I decided to run some benchmarks via the REST interface that he provided, using a set of 1000 SMILES derived from an in-house fragmentation of the MLSMR. The 1000 structure subset is available here. For each query structure I record the number of hits, time required for the query and the number of atoms in the query structure. The number of atoms in the query structures ranged from 8 to 132, with a median of 16 atoms.
The figure below shows the distribution of hits matching the query and the time required to perform the query (on the server) for the 1000 substructures. Clearly, the bulk of the queries take less than 1 sec, even though the result set can contain more than 10,000 hits.
The figures below provide another look. On the left, I plot the number of hits versus the size of the query. As expected, the number of matches drops of with the size of the query. We also observe the expected trend between query times and the size of the result sets. Interestingly, while not a fully linear relationship, the slope of the curve is quite low. Of course, these times do not include retrieval times (the structures themselves are stored in an Oracle database and must be retrieved from there) and network transfer times.

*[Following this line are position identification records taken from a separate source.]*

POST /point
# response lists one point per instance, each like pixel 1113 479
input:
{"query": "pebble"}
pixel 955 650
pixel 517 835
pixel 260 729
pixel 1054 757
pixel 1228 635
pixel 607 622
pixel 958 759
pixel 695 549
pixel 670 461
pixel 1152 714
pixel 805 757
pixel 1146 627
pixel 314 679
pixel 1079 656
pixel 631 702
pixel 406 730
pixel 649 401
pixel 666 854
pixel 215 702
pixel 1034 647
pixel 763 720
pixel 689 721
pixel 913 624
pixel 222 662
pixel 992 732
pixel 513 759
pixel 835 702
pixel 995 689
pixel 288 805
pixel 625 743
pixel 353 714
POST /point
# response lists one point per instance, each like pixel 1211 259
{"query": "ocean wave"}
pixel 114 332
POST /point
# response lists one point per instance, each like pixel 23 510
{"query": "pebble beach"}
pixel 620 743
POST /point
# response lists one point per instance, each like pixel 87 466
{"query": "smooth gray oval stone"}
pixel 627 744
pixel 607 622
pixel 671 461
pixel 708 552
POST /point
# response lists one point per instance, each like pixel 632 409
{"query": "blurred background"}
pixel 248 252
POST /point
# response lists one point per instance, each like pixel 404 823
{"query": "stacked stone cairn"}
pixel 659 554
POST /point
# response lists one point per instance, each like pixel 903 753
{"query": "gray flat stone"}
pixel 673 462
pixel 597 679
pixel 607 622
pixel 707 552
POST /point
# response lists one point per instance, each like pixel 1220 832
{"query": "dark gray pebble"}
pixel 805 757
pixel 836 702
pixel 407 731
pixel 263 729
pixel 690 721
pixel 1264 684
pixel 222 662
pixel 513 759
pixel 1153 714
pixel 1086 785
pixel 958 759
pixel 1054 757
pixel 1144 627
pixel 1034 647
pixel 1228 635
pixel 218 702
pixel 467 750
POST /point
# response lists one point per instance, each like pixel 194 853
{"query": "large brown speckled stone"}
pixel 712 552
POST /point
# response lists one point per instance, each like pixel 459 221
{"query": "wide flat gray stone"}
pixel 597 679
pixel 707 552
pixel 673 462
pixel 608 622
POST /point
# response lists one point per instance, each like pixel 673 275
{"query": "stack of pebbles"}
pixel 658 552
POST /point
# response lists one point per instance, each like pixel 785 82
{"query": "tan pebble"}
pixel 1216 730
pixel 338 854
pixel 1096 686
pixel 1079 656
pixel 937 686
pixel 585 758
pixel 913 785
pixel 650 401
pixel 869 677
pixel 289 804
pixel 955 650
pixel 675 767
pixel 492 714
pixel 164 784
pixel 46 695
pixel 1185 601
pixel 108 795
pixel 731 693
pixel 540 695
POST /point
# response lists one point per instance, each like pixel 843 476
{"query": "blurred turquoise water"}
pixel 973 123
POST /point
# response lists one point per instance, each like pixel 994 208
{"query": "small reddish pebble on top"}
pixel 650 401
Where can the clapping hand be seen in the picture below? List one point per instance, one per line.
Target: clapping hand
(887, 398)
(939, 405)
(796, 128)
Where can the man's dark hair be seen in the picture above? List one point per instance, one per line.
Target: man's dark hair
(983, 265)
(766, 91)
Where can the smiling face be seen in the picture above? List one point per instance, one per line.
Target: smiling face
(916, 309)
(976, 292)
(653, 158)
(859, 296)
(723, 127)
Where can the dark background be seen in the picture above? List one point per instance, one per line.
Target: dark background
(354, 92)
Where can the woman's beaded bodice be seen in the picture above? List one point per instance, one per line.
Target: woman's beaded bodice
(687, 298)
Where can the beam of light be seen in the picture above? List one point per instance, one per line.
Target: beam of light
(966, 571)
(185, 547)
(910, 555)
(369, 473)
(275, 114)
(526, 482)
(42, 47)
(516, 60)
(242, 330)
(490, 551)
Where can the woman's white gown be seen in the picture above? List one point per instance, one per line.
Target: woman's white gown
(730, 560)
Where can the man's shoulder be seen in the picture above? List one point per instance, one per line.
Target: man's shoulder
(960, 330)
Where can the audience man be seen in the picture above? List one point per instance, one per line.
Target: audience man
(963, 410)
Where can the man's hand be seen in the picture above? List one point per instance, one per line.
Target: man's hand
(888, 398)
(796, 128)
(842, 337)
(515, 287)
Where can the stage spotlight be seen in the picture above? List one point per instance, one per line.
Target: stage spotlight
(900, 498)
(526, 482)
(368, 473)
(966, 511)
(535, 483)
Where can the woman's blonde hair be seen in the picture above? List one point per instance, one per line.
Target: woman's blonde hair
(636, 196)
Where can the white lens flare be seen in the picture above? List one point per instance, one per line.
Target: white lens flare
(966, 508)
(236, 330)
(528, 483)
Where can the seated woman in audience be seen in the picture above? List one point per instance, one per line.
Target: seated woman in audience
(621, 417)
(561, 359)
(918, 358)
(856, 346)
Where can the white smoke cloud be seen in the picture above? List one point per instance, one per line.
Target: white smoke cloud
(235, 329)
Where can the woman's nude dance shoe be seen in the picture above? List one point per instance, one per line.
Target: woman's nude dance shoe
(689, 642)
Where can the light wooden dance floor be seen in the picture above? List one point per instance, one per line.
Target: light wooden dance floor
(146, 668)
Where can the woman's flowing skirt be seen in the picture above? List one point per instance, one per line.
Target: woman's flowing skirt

Finally, I was also interested in getting an idea of the number of hits returned for a given size of query structure. The figure below summarizes this data, highlighting the variation in result set size for a given number of query atoms. Some of these are not valid (e.g., query structures with 35, 36, … atoms) as there were just a single query structure with that number of atoms.
Overall, very impressive. And it’s something you can play with yourself.